Japan has been plagued by prolonged shortages of common drugs such as cough suppressants, expectorants and antimicrobial agents.

According to a survey by a pharmaceutical industry organization, as of September, shipments of about 20 percent of all drugs are either suspended or limited in quantity. Seventy percent of these are generic drugs, which are basically sold as more affordable alternatives.

Concerning generic medications, a drugmaker in Fukui Prefecture was embroiled in a scandal three years ago over accidentally mixing sleeping medication into its generic skin drug used internally, resulting in deaths and injuries.

Since then, more than 10 drugmakers have received business suspension orders and other penalties for violating laws and regulations, which has been a major cause of the supply shortage.

With capacity for expanding the production of the drugs in short supply limited, it is necessary to get through the winter, when an increase in demand is expected due to the outbreak of infectious diseases, through efforts such as limiting drug prescriptions as much as possible.

We urge the industry and the government to closely monitor the supply situation for drugs to prevent excessive stockpiling and uneven distribution.

There is a serious lack of awareness for compliance with laws and regulations related to manufacturing and quality in the industry.

Some observers also say the industry is beset with structural problems caused by the tendency of many manufacturers of generic drugs to prioritize production efficiency and shipping schedules to cash in on rapidly expanding demand.

The industry needs to make concerted efforts to restore public trust and prevent a recurrence instead of leaving the challenge to individual companies.

The government has been encouraging the use of generic drugs to curb the growth of health care spending through various incentives.

They include higher medical fees paid to health care providers under the public health insurance program when hospitals and pharmacies choose generic drugs. The usage rate of generic drugs is approaching the target of 80 percent.

In 2005, the requirements for the licenses to manufacture and sell generic drugs were eased. This led to an influx of small and midsize players into the booming generic drug business.

As government-set prescription drug prices have been lowered steadily, competition among drugs has intensified.

But it is difficult for generic drugmakers to stop production even of unprofitable products, as long as there is demand.

This situation has been further compounded by the rising costs of imported raw materials and packaging materials.

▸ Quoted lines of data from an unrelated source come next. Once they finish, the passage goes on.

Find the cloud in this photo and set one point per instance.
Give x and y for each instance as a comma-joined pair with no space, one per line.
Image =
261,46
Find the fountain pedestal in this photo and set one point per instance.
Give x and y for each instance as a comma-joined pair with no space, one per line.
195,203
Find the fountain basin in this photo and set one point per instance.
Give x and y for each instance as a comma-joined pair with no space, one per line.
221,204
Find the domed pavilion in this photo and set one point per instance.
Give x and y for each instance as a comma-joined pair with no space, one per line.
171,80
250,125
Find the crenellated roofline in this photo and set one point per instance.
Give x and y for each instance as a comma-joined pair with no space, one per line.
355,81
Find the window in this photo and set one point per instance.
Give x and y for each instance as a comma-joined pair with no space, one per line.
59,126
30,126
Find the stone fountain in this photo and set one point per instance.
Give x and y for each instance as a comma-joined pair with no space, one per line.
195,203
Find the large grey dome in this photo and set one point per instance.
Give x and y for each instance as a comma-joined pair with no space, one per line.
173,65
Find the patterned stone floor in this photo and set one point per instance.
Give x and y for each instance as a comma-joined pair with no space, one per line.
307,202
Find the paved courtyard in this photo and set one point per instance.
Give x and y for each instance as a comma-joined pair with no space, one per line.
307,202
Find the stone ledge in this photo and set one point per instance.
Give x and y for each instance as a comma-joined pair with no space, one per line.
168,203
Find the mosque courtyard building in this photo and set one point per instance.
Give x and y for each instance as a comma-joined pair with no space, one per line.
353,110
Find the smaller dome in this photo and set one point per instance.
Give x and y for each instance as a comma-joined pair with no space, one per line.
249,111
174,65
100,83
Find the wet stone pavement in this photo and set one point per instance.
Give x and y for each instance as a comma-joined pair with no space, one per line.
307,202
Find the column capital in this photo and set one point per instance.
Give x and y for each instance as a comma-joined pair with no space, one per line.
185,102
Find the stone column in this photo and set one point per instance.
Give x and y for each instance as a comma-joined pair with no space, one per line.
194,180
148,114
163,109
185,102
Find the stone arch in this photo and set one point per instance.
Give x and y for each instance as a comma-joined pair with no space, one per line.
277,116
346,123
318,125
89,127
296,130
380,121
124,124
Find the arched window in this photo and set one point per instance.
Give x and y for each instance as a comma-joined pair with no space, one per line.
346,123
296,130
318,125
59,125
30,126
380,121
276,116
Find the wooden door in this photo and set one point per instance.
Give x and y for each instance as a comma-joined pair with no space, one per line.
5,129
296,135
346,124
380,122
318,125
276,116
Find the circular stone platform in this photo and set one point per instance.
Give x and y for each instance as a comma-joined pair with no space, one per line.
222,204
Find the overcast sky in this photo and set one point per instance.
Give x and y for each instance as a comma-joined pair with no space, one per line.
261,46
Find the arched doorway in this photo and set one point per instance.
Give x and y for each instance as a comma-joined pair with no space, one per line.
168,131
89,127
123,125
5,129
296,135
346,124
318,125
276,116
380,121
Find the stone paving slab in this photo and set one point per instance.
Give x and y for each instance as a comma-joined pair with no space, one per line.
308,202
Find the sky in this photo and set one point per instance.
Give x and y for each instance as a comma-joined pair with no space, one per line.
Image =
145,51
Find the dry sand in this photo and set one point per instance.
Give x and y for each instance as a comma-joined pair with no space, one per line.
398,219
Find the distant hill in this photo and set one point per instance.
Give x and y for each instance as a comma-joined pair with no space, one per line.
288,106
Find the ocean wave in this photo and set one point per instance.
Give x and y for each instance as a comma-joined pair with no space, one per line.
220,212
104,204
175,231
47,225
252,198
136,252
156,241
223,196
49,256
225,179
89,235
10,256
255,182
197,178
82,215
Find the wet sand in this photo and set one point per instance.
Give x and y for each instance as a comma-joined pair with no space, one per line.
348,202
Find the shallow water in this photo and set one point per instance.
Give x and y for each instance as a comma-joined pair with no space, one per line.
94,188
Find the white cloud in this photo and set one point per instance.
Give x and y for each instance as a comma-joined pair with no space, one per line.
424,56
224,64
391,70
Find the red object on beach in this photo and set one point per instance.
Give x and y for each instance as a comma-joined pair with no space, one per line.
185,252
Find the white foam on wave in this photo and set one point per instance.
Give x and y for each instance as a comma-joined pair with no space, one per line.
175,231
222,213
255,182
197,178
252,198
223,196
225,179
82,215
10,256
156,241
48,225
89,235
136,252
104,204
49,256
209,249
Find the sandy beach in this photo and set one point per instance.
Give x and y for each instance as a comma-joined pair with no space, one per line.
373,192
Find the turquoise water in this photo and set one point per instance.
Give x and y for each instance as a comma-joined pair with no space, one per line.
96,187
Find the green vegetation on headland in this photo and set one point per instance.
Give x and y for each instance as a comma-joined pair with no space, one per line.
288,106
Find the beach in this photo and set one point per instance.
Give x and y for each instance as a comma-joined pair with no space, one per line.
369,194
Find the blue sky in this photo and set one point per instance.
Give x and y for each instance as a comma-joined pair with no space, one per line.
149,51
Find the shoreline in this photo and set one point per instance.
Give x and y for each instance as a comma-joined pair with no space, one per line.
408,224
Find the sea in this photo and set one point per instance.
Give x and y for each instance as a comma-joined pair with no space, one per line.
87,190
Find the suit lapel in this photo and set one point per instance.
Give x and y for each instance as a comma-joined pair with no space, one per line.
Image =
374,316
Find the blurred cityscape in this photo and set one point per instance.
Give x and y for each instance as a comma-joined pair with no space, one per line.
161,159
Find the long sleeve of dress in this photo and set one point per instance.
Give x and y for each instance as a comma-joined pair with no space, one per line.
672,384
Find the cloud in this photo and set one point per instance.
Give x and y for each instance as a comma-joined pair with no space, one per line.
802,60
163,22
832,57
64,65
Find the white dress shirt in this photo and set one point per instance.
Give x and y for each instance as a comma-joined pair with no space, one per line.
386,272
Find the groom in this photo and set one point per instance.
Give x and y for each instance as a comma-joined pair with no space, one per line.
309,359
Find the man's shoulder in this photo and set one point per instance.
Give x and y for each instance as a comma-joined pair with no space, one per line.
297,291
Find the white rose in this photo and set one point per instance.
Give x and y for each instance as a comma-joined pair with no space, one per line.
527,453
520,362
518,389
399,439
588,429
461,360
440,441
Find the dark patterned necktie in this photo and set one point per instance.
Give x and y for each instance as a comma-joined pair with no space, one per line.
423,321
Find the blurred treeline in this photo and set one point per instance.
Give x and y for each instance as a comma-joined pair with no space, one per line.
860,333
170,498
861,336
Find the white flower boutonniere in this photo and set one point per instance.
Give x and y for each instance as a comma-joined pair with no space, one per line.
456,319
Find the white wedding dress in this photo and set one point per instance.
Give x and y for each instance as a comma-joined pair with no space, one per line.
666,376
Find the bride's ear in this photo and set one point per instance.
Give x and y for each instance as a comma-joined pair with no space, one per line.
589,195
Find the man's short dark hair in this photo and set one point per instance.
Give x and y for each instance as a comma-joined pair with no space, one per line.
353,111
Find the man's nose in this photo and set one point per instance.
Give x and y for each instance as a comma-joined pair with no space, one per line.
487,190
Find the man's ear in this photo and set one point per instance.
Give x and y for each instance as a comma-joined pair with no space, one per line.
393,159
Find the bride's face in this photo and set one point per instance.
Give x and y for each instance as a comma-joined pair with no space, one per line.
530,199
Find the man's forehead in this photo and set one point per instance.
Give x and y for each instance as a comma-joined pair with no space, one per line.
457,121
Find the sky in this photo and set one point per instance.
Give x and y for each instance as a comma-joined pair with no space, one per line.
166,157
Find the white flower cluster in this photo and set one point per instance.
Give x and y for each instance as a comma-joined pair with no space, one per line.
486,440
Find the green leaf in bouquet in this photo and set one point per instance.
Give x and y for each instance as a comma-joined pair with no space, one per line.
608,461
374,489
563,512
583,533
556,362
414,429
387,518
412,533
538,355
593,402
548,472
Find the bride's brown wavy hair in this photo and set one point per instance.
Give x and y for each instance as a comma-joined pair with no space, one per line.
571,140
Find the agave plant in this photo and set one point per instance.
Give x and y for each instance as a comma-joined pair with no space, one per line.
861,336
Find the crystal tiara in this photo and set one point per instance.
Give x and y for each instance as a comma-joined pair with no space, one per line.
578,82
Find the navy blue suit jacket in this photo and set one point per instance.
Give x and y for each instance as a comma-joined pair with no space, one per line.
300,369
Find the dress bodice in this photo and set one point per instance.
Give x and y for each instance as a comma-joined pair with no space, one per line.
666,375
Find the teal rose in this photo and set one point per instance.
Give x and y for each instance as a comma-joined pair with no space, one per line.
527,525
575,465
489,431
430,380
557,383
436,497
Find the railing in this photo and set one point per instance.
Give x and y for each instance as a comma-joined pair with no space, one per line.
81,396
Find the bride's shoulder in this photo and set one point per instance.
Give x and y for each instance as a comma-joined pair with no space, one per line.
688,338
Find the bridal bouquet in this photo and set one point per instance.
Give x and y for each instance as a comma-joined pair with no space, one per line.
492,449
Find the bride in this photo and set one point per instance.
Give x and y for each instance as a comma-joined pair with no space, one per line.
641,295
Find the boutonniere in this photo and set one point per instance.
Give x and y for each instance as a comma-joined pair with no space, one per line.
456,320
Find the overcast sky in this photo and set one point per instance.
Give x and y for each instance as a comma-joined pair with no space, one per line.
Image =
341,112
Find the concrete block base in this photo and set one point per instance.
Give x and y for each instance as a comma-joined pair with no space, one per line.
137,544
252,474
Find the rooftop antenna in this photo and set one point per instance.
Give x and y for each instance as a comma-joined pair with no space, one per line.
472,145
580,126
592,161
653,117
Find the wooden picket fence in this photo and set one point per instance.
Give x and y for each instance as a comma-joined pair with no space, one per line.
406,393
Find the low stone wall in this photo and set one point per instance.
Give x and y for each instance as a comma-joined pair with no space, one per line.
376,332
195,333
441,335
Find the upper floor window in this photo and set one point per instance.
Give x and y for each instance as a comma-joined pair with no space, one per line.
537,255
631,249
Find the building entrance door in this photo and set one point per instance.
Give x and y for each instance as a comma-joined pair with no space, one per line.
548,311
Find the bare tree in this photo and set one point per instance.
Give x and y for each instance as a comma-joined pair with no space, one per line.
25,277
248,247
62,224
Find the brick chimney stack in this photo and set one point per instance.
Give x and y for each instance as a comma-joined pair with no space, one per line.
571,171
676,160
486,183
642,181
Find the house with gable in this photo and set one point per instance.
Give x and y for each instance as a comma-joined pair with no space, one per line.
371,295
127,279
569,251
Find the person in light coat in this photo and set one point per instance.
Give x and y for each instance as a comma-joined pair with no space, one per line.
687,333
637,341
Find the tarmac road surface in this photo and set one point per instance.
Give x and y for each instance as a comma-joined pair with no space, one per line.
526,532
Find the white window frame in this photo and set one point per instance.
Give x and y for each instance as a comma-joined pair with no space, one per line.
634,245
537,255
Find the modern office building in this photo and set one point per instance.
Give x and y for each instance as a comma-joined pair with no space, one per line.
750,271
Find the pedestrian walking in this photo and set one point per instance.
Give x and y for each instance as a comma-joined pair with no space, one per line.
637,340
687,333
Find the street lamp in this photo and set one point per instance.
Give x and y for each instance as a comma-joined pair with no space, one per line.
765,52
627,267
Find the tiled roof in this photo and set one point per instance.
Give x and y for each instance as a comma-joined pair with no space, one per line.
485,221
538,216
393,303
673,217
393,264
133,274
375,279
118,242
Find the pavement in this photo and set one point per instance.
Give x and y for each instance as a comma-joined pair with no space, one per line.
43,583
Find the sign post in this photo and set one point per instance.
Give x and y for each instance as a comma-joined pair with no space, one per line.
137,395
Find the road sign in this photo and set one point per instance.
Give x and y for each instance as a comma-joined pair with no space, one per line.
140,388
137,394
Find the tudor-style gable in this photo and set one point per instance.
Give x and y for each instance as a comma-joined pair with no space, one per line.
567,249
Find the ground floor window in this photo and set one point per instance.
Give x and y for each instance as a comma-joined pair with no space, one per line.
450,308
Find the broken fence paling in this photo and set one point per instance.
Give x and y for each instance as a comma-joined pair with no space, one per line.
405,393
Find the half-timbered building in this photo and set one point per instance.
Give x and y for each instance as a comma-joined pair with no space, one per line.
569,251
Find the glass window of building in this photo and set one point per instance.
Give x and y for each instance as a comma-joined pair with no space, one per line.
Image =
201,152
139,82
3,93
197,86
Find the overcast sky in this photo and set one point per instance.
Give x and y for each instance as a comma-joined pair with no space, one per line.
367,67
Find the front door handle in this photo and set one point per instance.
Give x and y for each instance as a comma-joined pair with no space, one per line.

To secure profits, generic drugmakers have had no choice but to venture into new product lines. Consequently, many companies have fallen into the practice of producing a broad array of products in small amounts.

Their production lines, being operated with fixed long-term schedules, cannot be adjusted flexibly. As a result, they are unable to fill the supply gaps created by other companies’ shipping suspensions.

The government bears some responsibility for this situation. It should take policy actions to support the industry’s transformation into one that can ensure steady supplies of the necessary items while maintaining quality.

First and foremost, it is vital to create a system where companies with the ability to manufacture and supply products of a proper quality are fairly rewarded by the market.

It is also crucial to take steps to improve transparency regarding each company’s production capacity, distribution and inventory while preventing unforeseen shortages and disruptions.

One policy question facing the government is how prescription drug prices should be reviewed and adjusted to promote these reforms.

The government should carefully review and reconsider the drug pricing system from the perspective of ensuring a stable supply as well as curbing health care costs.